Between 2008 and 2015 several groups of Vietnamese "refugees" were admitted to Canada.
The first group was some mountain minority people who were enticed into Cambodia around 2008 with promises of resettlement. UNHCR did not accept that they were genuine refugees and most accepted the UNHCR-arranged repatriation to Vietnam (UNHCR, 2005).[329] Harper took in a few to prove that Vietnam's minorities are oppressed by communism.
(Little, 2011) [80]
(UNPO, 2011)[390]
An number of other groups consisted of boat people who, during the crisis years, got classified as economic migrants (i.e. refused resettlement) and then refused the UNHCR-arranged repatriation to Vietnam and so voluntarily remained in their countries of first asylum as illegal immigrants.

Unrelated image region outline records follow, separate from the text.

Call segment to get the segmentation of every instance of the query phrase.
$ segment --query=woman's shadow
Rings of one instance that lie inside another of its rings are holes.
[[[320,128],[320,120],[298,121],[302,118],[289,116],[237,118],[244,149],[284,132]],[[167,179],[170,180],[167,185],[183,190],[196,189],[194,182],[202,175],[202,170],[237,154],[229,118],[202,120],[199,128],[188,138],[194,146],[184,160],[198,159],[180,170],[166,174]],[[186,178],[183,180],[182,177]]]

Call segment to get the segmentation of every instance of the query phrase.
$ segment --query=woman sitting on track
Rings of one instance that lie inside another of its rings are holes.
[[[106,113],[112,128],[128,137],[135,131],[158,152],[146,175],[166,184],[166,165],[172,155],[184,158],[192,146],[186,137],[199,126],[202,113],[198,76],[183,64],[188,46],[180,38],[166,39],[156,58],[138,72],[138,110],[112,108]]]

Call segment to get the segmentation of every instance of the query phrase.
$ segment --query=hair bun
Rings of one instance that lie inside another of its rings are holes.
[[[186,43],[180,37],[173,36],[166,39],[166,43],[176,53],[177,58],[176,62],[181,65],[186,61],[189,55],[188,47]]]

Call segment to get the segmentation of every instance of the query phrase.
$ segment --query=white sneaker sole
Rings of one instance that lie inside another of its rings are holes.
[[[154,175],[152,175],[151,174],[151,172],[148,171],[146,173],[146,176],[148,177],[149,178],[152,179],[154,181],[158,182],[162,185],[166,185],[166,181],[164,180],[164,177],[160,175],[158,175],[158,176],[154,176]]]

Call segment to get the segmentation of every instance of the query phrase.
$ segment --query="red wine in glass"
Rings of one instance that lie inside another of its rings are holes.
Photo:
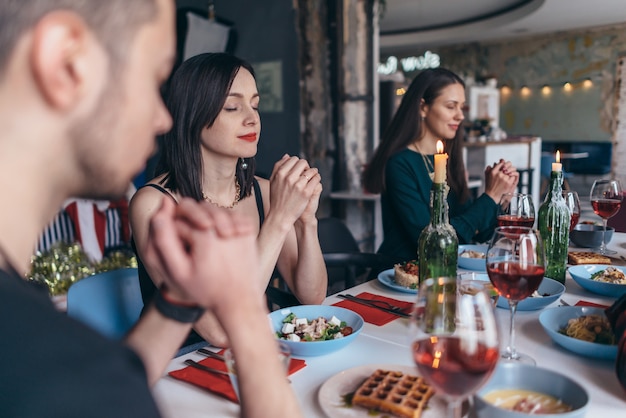
[[[502,353],[507,361],[536,364],[515,348],[515,312],[517,303],[529,297],[543,280],[545,253],[539,232],[521,226],[499,226],[487,250],[487,274],[498,294],[509,302],[509,344]]]
[[[593,211],[602,218],[602,243],[598,252],[600,254],[615,254],[616,251],[606,248],[604,237],[606,235],[607,220],[615,215],[622,204],[622,186],[619,180],[599,179],[593,182],[589,200]]]
[[[603,219],[613,217],[621,205],[622,201],[617,199],[594,199],[591,201],[594,213]]]
[[[545,268],[517,262],[494,262],[487,265],[489,279],[500,296],[510,300],[526,299],[539,288]]]
[[[413,343],[413,359],[420,375],[436,391],[465,397],[480,388],[491,376],[500,353],[498,347],[477,343],[468,354],[458,337],[434,336]]]

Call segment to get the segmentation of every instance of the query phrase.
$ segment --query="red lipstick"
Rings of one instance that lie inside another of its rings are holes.
[[[244,141],[248,141],[248,142],[254,142],[256,141],[256,133],[253,132],[251,134],[241,135],[241,136],[238,136],[237,138],[243,139]]]

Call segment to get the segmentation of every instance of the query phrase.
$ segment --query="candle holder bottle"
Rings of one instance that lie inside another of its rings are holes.
[[[456,277],[459,240],[448,221],[446,183],[433,183],[430,191],[430,224],[418,240],[419,283],[431,277]]]
[[[545,276],[565,284],[571,213],[563,198],[563,172],[552,171],[550,189],[539,207],[538,228],[546,252]]]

Jason Kenney took credit for these two groups at the end of a speech he gave in 2015 (Kenney, 2015).[328] In the speech he said that there were an unspecific number from the Philippines and 200 from Thailand. He did not specify in which year they arrived.
There is detailed information about these groups in a discussion that occurred in the Senate and is recorded in Hansard (Canada Senate, 2014).[358] (starting on page 13:15). There were 275 from the Philippines in 2008-09 and 200 from Thailand in 2014. This work was coordinated by the Vietnamese Canadian Federation, so that admissions could not be considered non-partisan, as it was for all other refugees.
These initiatives served to contribute, in a small way, to the government stereotype of the Vietnamese in Canada -- that they are all victims of the fall of Saigon.
One of the arrivals was pictured in the Toronto Star, in an undated photo that was contained inside another story (Keung, 2015).[214]. It was definitely not a non-partisan arrival. This article also vividly illustrates the credibility problem that the media creates for the former boat people in Canada -- if you are not from the fall Saigon you are a nobody.
Some anecdotal reports claim that the people who actually arrived were people who had bought the identities of the stranded individuals. Harper, of course, did not investigate these claims as closely as he investigated the concurrent claims of some Sri Lankan refugees -- the Sri Lankans were not escaping communism. The CBC did, however investigate. (Szeto, Loiero, & Common, 2019).[430]